PSAK 216 Aset Tetap mengatur bahwa pengukuran aset tetap setelah pengakuan awal dapat berupa cost model atau revaluation model. Entitas memilih model biaya (paragraf 30) atau model revaluasi (paragraf 31) sebagai kebijakan akuntansinya dan menerapkan kebijakan tersebut terhadap seluruh aset tetap dalam kelompok yang sama. Melalui model biaya, aset tetap dicatat pada biaya perolehan dikurangi akumulasi depresiasi dan akumulasi rugi penurunan nilai. Sementara itu, model revaluasi menghendaki aset tetap dicatat pada jumlah revaluasian, yaitu nilai wajar pada tanggal revaluasi. Setelah tanggal revaluasi, aset tetap dicatat sebesar nilai revaluasian dikurangi akumulasi depresiasi dan akumulasi rugi penurunan nilai. Dalam praktik akuntansi terkini, nampaknya praktik penerapan nilai wajar/fair value mendominasi pilihan pengukuran aset. Namun, ketentuan pajak tetap menghendaki penggunaan historical cost karena lebih mementingkan kondisi harga saat dibeli dan tidak mengakui kenaikan/penurunan aset yang sifatnya unrealized.

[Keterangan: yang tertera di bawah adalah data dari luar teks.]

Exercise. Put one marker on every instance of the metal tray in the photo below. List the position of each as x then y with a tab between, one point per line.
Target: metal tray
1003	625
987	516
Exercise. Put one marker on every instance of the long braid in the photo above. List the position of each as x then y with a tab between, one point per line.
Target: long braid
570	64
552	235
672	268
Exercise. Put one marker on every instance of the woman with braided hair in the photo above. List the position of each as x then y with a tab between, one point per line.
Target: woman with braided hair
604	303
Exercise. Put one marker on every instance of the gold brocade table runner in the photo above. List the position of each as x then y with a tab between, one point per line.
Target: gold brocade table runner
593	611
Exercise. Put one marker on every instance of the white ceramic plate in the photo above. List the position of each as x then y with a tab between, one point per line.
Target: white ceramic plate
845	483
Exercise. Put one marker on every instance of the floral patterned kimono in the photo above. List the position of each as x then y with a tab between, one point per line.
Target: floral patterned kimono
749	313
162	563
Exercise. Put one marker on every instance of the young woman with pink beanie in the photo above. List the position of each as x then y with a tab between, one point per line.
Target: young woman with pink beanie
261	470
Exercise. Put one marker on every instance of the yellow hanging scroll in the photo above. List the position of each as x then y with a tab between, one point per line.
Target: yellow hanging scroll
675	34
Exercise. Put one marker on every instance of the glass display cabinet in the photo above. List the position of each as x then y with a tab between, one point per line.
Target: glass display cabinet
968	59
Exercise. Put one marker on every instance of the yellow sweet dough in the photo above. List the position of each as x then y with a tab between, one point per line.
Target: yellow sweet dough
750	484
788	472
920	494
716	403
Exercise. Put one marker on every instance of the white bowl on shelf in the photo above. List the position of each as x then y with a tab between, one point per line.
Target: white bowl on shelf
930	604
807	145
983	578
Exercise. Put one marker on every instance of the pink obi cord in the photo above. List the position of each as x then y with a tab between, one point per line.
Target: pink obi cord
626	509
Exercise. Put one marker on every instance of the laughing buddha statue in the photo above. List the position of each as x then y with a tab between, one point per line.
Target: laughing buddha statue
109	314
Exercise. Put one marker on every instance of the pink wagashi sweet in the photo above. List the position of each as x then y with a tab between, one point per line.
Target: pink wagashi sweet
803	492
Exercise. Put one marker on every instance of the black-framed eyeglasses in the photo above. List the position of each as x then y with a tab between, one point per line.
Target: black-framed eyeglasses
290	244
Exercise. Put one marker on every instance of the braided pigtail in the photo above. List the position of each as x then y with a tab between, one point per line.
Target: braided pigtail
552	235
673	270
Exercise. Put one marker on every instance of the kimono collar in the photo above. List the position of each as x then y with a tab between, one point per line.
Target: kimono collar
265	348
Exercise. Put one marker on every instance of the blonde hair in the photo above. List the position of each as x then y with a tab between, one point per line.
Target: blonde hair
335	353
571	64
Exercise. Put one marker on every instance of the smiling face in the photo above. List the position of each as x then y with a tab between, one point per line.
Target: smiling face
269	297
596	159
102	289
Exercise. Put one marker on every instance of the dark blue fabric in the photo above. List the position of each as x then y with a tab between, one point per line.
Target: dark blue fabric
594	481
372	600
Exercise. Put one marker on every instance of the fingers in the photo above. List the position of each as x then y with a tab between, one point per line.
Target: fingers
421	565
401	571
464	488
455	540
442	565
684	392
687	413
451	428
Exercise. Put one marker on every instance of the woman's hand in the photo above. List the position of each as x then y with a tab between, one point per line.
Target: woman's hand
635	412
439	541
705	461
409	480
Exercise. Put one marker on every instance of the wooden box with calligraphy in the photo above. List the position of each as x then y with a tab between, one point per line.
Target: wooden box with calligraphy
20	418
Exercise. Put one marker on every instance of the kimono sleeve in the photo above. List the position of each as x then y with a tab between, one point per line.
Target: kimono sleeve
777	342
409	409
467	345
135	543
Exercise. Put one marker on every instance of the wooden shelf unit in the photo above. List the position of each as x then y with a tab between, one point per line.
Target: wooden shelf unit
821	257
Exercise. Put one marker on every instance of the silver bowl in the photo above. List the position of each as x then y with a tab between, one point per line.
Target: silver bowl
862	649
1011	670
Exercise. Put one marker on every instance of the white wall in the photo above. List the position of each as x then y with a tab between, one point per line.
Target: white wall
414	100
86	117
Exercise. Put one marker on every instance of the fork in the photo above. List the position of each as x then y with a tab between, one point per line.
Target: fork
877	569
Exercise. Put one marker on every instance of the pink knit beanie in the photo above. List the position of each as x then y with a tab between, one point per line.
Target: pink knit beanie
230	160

Terdapat beberapa perbedaan dalam penerapan ketentuan revaluasi aset tetap menurut pajak dan revaluasi aset versi akuntansi. Nilai revaluasi menurut ketentuan pajak harus berdasarkan laporan perusahaan penilai/appraisal company yang ditunjuk/terdaftar. Sementara standar akuntansi, pengukuran nilai aset revaluasian, tidak tidak harus berdasar laporan perusahaan penilai. Selain itu, selisih penilaian kembali/surplus revaluasi, yang secara akuntansi diakui dalam penghasilan komprehensif lain-ekuitas, untuk tujuan pajak merupakan objek pajak penghasilan final. Apabila entitas melakukan revaluasi aset tetap hanya untuk tujuan akuntansi saja, maka nilai revaluasi ini tidak dapat dipergunakan untuk tujuan pajak. Artinya tidak ada penyesuaian DPP sehingga tidak mempengaruhi laba kena pajak. Kondisi yang demikian menyebabkan timbulnya perbedaan temporer yang dapat menimbulkan liabilitas atau aset pajak tangguhan. Dengan demikian, nilai revaluasian merupakan dasar penyusutan akuntansi, dan penyusutan pajak tetap dihitung berdasar pada harga perolehannya (cost).
Contoh:
Aset tetap dengan harga perolehan sebesar Rp20.000.000 diperoleh awal tahun 2022. Untuk tujuan akuntansi, aset tetap tersebut disusutkan garis lurus selama 5 tahun. Menurut ketentuan pajak, aset tersebut termasuk kelompok 1 (penyusutan 4 tahun), dan untuk tujuan pajak disusutkan garis lurus. Pada akhir tahun 2023, aset tersebut untuk tujuan dinilai kembali sesuai dengan nilai wajar sebesar Rp19.500.000.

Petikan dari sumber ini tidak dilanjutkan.